Meski begitu Rachmat mengklaim selama puluhan tahun tidak pernah ada laporan bahwa AMDK galon guna ulang menimbulkan masalah kesehatan. Oleh karena itu ia berharap BPOM tidak mengeluarkan aturan pelabelan.
“Kehidupan (bisnis) kami terancam dengan draf aturan ini,” ucap dia.
Sementara itu Deputi Bidang Pengawasan Pangan dan Olahan BPOM, Rita Endang tegas membantah tudingan bahwa revisi aturan label pangan dikaitkan dengan kepentingan persaingan usaha.
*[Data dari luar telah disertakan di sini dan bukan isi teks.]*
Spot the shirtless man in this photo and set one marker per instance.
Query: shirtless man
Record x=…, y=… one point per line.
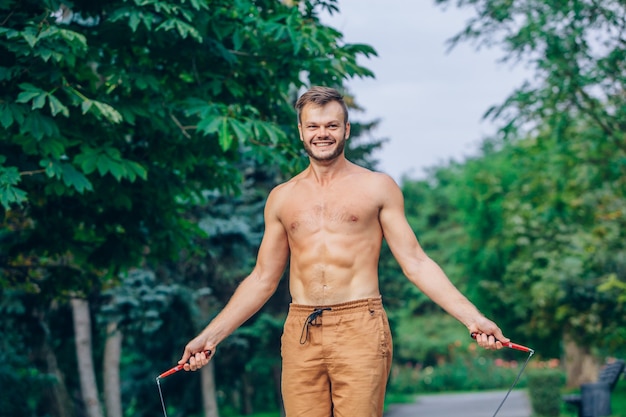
x=329, y=221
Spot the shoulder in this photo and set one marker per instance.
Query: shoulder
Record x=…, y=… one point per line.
x=379, y=180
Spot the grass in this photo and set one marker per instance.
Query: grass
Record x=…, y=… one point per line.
x=618, y=402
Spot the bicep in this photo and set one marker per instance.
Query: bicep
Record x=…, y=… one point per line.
x=396, y=229
x=274, y=249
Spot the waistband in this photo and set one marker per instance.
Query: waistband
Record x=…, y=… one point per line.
x=366, y=303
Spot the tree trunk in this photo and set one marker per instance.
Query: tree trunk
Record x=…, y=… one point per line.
x=82, y=336
x=580, y=365
x=59, y=397
x=209, y=400
x=111, y=371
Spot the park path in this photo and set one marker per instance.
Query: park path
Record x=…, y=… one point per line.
x=475, y=404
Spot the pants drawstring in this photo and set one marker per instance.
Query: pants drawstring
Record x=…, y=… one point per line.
x=309, y=320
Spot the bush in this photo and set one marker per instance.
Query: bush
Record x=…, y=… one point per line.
x=463, y=374
x=544, y=390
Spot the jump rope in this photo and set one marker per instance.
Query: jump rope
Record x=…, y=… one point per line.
x=169, y=372
x=515, y=346
x=510, y=345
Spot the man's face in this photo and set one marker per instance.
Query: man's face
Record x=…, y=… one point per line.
x=323, y=131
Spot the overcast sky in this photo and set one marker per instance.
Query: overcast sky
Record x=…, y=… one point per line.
x=430, y=101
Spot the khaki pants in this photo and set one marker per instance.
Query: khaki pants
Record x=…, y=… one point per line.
x=336, y=359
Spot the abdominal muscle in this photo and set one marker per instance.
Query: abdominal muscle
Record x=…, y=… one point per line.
x=331, y=269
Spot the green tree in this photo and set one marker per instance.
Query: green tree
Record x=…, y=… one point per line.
x=120, y=115
x=562, y=219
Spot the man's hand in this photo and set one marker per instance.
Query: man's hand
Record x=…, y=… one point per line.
x=197, y=354
x=487, y=334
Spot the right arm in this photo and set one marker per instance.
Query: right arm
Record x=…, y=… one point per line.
x=251, y=294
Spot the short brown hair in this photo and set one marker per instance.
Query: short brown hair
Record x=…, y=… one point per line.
x=320, y=96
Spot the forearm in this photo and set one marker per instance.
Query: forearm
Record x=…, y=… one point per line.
x=433, y=282
x=249, y=297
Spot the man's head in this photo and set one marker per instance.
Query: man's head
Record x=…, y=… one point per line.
x=323, y=123
x=320, y=96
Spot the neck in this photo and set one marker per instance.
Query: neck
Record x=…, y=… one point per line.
x=323, y=172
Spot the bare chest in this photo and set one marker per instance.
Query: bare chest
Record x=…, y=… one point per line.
x=340, y=211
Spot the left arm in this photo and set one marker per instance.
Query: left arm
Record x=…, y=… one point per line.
x=424, y=273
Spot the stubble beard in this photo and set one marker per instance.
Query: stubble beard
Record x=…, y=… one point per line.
x=325, y=157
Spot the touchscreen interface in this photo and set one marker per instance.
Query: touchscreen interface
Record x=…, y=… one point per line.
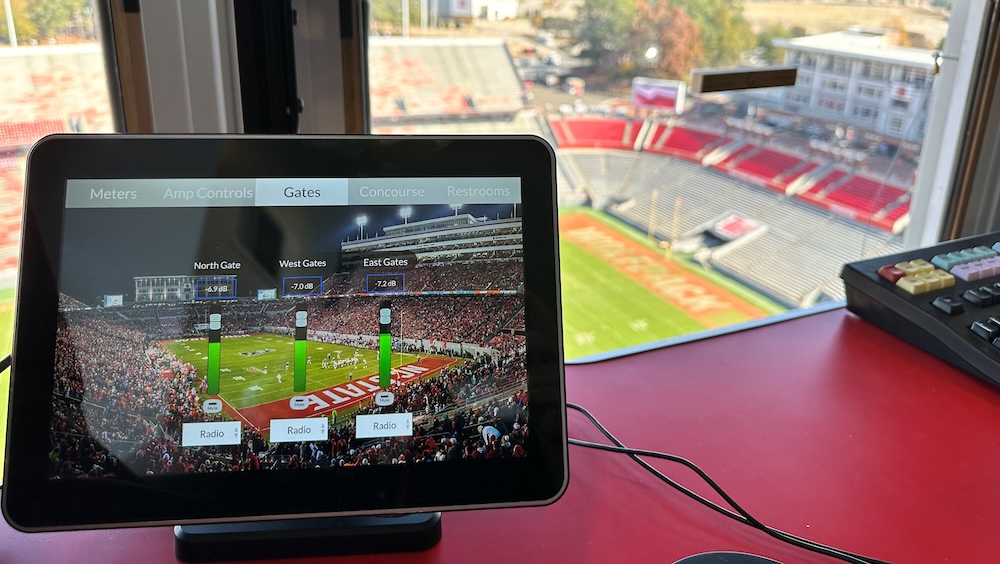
x=234, y=324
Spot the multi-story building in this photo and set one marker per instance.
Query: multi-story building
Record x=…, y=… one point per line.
x=860, y=77
x=178, y=288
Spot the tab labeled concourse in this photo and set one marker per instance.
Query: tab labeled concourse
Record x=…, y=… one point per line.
x=447, y=190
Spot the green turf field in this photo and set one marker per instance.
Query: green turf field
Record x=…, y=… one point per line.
x=604, y=309
x=244, y=382
x=6, y=333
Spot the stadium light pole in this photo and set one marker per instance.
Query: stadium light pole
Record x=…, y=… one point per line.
x=361, y=220
x=11, y=33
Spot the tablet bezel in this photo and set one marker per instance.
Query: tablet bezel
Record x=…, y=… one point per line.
x=34, y=502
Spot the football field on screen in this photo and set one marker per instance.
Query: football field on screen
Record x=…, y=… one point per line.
x=250, y=366
x=619, y=290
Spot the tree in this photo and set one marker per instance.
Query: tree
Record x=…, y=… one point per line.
x=672, y=33
x=725, y=33
x=765, y=43
x=23, y=25
x=605, y=25
x=49, y=16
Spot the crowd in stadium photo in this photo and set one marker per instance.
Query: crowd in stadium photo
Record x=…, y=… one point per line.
x=120, y=397
x=468, y=319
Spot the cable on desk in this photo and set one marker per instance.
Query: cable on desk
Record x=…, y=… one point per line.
x=740, y=514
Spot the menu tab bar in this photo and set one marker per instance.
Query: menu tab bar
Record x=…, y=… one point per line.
x=271, y=192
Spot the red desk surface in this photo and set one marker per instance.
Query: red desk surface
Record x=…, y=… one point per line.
x=823, y=426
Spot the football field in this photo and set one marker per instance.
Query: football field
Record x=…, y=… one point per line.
x=619, y=290
x=257, y=369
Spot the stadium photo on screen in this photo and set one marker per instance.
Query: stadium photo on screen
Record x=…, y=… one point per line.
x=356, y=336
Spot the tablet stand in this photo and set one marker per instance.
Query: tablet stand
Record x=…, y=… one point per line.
x=287, y=538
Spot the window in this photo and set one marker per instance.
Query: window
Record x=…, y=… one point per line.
x=54, y=81
x=896, y=124
x=638, y=157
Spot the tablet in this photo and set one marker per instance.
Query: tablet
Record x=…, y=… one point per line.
x=238, y=328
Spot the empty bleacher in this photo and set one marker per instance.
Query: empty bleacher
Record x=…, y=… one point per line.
x=792, y=261
x=683, y=142
x=603, y=173
x=608, y=133
x=766, y=165
x=18, y=134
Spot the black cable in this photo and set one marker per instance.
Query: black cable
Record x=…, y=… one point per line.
x=740, y=514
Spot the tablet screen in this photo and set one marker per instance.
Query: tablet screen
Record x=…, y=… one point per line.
x=213, y=325
x=349, y=325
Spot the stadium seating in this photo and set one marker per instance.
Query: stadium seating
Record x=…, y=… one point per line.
x=606, y=173
x=730, y=161
x=767, y=165
x=430, y=78
x=683, y=142
x=18, y=134
x=608, y=133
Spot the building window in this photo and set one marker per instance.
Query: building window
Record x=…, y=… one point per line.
x=865, y=112
x=876, y=71
x=832, y=85
x=868, y=91
x=896, y=124
x=840, y=65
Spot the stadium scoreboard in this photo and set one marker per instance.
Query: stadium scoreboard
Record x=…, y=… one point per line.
x=215, y=288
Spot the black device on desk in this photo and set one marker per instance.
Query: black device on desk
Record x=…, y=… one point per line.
x=944, y=299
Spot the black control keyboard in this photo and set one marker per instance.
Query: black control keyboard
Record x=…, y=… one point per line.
x=944, y=299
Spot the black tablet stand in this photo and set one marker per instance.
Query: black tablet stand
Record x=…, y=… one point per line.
x=288, y=538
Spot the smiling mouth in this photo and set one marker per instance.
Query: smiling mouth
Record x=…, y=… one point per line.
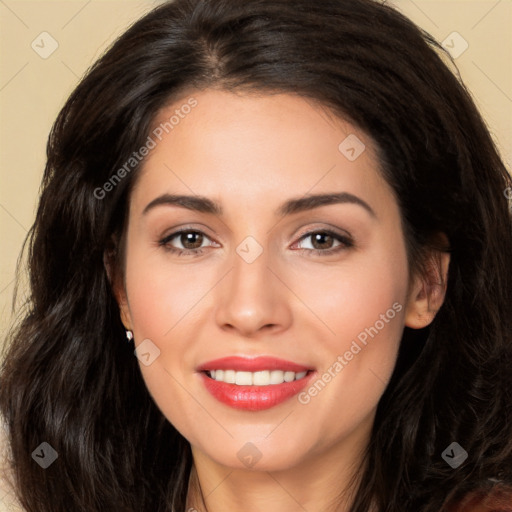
x=260, y=378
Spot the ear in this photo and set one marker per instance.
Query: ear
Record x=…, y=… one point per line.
x=118, y=289
x=428, y=288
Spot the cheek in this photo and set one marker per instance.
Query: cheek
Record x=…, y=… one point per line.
x=160, y=295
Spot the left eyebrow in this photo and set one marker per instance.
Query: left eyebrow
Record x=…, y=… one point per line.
x=315, y=201
x=205, y=205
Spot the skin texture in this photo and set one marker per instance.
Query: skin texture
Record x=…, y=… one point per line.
x=251, y=153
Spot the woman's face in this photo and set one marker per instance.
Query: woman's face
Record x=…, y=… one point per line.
x=292, y=251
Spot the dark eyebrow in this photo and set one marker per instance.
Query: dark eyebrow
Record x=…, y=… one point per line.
x=205, y=205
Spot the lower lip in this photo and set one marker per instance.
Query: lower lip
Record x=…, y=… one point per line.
x=254, y=398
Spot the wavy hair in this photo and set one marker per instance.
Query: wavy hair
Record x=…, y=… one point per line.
x=71, y=380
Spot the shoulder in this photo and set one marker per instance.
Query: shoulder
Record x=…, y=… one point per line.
x=497, y=499
x=8, y=501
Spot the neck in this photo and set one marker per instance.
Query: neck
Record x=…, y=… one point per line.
x=325, y=482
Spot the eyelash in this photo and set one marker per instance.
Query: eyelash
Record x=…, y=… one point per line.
x=345, y=243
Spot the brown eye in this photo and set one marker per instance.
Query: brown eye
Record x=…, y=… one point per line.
x=185, y=241
x=191, y=240
x=324, y=242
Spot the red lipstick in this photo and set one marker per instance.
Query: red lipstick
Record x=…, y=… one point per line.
x=253, y=397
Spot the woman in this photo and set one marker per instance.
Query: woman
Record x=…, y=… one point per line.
x=294, y=216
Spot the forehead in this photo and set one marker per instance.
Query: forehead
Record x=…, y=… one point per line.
x=254, y=146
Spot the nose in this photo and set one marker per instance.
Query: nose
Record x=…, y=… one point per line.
x=252, y=299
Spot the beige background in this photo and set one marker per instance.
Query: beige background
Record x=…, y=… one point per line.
x=33, y=89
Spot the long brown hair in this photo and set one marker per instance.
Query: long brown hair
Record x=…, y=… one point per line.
x=70, y=380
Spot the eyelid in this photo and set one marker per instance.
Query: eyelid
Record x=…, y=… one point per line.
x=345, y=240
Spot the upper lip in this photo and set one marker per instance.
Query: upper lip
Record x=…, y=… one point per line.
x=252, y=364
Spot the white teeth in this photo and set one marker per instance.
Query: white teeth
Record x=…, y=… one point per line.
x=261, y=378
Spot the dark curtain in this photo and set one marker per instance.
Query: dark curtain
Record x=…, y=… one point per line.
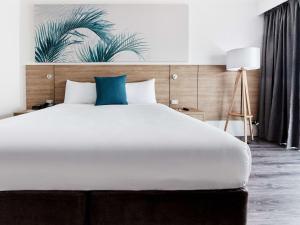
x=280, y=94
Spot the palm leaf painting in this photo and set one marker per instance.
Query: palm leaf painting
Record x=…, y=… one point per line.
x=107, y=51
x=54, y=37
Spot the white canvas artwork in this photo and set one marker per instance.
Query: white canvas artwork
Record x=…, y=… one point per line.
x=111, y=33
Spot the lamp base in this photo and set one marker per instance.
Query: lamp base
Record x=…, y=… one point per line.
x=245, y=105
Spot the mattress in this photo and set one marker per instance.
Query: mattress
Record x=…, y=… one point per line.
x=118, y=147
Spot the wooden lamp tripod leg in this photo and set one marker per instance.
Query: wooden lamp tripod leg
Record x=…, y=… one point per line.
x=248, y=106
x=236, y=84
x=244, y=105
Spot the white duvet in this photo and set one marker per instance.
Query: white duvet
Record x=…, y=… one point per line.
x=129, y=147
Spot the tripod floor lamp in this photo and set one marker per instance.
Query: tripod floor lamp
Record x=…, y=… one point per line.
x=241, y=60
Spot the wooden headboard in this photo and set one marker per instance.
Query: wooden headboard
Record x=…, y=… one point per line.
x=207, y=88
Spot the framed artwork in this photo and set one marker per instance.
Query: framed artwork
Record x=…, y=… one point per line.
x=111, y=33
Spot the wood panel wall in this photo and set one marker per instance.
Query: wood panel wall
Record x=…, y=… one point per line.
x=206, y=87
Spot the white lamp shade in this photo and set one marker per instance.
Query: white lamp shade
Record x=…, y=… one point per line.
x=246, y=58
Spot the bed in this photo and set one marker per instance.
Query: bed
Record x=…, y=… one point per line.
x=119, y=148
x=120, y=165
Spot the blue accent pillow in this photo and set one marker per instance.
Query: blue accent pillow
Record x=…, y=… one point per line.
x=111, y=90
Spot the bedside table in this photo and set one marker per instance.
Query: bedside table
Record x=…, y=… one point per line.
x=195, y=113
x=23, y=112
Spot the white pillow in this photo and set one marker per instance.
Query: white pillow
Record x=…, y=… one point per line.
x=80, y=93
x=141, y=92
Bantahan ini pun sudah diperkuat dengan pernyataan dari Komisi Pengawas Persaingan Usaha (KPPU) yang menolak adanya kaitan antara aturan label kemasan galon guna ulang dengan persaingan bisnis.
“Ada surat resmi KPPU kepada BPOM bahwa tidak ada unsur persaingan usaha,” kata Rita Endang. “Pengaturan BPA pada kemasan itu untuk kepentingan kesehatan dan keamanan produk yang menjadi kewenangan BPOM.”